My First Nomad Cluster

My own notes — not a guide — on standing up my first Nomad cluster on AWS.

Kevin Wang


It’s a chilly 35º F morning here in New York.

It has certainly been a minute since I last wrote anything. Work has been quite busy, and life has been, well... turbulent to say the least. But I’m nearly fully back in the regular swing of things.

This post is going to be about Nomad. Not the why, or the what, but rather the how. More specifically, how I went about standing up my first Nomad cluster on AWS.

This is meaningful, personally, because I have a grand goal of understanding and using all 8 of HashiCorp’s core products.

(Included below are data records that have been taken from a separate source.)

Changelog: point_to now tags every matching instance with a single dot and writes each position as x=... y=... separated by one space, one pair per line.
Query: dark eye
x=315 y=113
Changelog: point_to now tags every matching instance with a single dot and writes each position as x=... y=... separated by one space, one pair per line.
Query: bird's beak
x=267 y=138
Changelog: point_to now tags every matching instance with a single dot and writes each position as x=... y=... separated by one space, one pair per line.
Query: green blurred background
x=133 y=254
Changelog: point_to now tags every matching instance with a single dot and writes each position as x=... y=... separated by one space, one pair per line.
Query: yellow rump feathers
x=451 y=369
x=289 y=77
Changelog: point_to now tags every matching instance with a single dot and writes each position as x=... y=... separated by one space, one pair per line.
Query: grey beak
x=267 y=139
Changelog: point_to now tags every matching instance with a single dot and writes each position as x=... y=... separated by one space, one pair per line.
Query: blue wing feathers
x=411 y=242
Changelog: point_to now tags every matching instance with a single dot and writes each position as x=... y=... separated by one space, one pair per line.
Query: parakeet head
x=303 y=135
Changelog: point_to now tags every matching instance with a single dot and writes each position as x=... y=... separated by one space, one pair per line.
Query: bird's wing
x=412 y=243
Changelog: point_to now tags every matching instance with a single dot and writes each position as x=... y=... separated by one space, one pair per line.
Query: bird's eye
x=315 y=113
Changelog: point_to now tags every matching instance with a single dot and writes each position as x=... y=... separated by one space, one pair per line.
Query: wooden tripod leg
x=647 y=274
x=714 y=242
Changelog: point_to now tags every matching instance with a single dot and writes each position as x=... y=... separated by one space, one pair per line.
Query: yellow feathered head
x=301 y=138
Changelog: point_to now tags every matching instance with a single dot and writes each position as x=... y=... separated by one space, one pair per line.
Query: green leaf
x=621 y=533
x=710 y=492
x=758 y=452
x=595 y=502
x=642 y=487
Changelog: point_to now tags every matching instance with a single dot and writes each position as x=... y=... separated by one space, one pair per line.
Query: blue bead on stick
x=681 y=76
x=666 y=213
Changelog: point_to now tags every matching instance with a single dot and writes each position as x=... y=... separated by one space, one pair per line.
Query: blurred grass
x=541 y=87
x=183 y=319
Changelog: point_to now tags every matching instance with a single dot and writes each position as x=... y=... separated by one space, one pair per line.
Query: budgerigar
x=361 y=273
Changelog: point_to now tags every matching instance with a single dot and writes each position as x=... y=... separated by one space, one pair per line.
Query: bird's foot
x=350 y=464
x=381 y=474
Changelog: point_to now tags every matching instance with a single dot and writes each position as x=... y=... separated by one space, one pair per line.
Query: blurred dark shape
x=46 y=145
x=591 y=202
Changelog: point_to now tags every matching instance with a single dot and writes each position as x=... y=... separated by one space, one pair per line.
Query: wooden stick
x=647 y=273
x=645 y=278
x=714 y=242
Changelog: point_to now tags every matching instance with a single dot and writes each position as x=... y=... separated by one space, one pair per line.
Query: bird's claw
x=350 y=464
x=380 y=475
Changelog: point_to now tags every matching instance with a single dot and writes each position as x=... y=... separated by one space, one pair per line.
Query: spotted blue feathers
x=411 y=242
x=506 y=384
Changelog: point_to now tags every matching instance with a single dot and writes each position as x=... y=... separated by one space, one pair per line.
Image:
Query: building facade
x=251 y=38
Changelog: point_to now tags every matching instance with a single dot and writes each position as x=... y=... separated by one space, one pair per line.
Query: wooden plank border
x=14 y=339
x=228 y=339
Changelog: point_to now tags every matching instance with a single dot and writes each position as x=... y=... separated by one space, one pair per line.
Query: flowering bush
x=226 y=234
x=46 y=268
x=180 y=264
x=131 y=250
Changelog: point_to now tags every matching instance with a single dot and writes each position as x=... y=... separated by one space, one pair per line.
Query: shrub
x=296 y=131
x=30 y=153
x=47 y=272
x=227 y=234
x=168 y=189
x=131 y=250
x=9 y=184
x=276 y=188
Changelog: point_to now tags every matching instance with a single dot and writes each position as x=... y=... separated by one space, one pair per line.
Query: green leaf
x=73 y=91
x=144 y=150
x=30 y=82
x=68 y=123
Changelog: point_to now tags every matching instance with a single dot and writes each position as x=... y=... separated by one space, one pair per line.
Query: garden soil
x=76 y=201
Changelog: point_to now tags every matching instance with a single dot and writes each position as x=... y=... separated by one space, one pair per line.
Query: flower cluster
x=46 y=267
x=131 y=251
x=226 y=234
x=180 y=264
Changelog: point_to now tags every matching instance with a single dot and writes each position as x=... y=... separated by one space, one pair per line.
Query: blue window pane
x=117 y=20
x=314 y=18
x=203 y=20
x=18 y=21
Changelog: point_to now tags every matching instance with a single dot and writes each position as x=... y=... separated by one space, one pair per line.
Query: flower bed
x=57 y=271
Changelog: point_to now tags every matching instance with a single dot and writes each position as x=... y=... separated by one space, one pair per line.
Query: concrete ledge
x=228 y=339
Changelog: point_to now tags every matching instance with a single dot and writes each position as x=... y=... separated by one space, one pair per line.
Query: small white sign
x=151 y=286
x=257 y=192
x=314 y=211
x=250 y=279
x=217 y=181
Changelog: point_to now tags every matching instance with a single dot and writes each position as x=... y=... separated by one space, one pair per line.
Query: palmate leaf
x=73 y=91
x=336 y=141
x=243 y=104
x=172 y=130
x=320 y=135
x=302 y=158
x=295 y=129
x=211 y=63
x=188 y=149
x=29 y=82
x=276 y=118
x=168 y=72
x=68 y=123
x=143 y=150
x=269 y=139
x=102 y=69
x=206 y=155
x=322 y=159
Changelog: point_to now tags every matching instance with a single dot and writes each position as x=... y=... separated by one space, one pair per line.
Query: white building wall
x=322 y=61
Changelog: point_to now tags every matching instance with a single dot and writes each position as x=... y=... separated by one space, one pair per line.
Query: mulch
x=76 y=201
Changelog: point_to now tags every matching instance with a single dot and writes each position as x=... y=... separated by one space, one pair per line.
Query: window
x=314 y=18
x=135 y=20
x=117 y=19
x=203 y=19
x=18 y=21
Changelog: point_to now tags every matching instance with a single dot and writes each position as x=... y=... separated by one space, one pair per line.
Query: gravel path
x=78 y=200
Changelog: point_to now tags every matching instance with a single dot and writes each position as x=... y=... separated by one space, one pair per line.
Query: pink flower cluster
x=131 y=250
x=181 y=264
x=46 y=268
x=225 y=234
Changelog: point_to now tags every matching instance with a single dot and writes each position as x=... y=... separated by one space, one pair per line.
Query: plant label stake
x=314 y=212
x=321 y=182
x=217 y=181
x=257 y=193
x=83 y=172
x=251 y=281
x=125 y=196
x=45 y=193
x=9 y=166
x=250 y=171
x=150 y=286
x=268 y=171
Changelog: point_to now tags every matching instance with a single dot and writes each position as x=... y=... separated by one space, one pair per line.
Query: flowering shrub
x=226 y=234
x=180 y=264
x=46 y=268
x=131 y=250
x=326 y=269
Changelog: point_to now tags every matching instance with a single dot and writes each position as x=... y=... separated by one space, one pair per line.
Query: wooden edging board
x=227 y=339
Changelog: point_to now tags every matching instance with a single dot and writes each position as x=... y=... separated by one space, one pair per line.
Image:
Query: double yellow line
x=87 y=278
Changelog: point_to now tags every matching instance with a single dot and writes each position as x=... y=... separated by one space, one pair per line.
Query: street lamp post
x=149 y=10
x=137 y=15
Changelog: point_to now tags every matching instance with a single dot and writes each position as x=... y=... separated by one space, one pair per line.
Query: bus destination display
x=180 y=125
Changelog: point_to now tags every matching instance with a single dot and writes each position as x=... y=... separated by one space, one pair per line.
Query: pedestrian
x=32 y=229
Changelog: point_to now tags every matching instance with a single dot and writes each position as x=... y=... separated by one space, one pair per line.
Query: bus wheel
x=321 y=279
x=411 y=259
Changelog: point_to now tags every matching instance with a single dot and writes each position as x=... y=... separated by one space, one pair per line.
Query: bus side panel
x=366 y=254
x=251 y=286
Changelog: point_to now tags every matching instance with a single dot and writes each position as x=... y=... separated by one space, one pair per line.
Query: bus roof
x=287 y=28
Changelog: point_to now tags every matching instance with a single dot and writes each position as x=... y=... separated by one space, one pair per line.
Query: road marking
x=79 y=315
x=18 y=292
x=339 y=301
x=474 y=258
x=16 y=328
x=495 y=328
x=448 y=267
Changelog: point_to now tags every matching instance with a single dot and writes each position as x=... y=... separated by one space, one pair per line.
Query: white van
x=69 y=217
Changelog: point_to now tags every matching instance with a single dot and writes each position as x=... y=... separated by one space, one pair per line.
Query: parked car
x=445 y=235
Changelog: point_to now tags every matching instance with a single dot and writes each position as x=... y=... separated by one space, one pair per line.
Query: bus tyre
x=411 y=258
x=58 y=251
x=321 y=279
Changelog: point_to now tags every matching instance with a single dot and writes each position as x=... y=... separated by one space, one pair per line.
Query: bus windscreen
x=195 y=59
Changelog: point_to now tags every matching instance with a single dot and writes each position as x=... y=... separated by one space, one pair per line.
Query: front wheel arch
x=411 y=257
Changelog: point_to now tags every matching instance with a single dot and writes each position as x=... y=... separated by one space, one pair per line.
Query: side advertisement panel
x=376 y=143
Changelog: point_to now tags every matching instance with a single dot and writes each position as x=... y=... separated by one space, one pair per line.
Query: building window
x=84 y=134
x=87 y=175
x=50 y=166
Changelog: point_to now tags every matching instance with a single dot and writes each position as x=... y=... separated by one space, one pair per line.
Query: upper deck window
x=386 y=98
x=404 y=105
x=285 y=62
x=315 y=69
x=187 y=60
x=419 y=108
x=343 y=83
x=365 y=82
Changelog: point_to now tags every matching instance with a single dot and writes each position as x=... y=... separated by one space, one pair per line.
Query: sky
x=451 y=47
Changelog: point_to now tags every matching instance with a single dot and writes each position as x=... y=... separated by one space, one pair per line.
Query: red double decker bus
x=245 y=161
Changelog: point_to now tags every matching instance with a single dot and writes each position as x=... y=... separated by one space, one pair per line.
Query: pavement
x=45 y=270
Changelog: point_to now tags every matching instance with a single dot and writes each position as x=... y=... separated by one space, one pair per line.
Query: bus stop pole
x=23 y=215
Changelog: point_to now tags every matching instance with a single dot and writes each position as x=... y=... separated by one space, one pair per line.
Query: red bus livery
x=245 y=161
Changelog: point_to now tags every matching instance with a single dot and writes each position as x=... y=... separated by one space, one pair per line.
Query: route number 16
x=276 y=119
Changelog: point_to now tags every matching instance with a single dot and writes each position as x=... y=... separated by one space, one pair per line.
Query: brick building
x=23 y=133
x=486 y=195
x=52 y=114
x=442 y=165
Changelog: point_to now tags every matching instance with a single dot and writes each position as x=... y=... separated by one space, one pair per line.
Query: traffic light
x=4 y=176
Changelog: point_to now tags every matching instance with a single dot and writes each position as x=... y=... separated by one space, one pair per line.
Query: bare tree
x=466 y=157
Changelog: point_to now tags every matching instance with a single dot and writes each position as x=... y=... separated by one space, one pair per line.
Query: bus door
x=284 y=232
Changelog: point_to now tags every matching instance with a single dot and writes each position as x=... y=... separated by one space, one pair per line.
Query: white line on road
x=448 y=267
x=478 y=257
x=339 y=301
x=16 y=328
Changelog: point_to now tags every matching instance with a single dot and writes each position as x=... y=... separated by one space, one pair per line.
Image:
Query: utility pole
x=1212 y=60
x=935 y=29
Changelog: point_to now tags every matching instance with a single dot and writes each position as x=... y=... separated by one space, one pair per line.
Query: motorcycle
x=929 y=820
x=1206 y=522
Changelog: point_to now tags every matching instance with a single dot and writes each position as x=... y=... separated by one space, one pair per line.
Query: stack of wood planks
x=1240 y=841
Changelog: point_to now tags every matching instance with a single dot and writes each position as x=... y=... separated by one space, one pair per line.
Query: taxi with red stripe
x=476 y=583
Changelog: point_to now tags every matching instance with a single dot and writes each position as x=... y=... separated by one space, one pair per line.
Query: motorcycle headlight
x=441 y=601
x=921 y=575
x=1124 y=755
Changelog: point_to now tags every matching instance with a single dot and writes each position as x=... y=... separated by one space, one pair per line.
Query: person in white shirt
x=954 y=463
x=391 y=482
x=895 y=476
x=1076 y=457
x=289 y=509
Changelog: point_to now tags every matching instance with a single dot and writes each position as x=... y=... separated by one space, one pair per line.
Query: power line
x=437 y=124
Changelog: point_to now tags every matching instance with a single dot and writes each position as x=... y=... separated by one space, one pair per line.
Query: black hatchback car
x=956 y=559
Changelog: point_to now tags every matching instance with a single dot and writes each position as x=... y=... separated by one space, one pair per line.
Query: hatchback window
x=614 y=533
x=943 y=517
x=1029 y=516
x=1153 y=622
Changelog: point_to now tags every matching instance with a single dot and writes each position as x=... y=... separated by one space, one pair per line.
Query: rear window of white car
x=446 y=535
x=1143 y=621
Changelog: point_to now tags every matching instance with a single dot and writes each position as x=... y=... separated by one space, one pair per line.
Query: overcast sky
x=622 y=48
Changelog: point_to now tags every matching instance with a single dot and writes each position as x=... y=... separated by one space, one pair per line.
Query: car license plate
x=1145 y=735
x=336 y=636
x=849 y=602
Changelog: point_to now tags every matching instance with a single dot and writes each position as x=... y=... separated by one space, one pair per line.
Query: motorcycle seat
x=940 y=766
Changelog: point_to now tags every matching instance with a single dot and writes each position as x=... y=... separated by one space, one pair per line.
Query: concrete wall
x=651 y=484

My progress thus far looks like...
  • Waypoint: Contributor — I’ve contributed several AWS Lambda, K8s plugin improvements to the project, created the lambda-function-url plugin, and am working on a app-runner plugin... which I should finish up 😅.
  • Terraform: User — I use Terraform semi-regularly on my team at HashiCorp for the usual infrastructure provisioning. I also created a module that manages a set of nearly identical GitHub files across all these 👆👇 core product repositories.
  • Nomad: Dabbler — I’ve stood up a production cluster, and run a handful of containerized jobs.
  • Consul: Dabbler — I’ve dabbled with the native integration with Nomad. However, I wouldn’t be able to explain why or when you would use Consul.
  • Vault: Dabbler — Vault is next on my list to learn. I’ve only interacted with a local dev server.
  • Boundary: Never touched — Don’t know what it does.
  • Packer: Never touched — Should look into this for EC2 AMI creation.
  • Vagrant: Never touched — Don’t know what it does.

Now, on to the actual write up.

Nomad

I wanted to create a production Nomad cluster. No, not nomad agent -dev. A production cluster with multiple nodes — the whole shebang with a leader and followers.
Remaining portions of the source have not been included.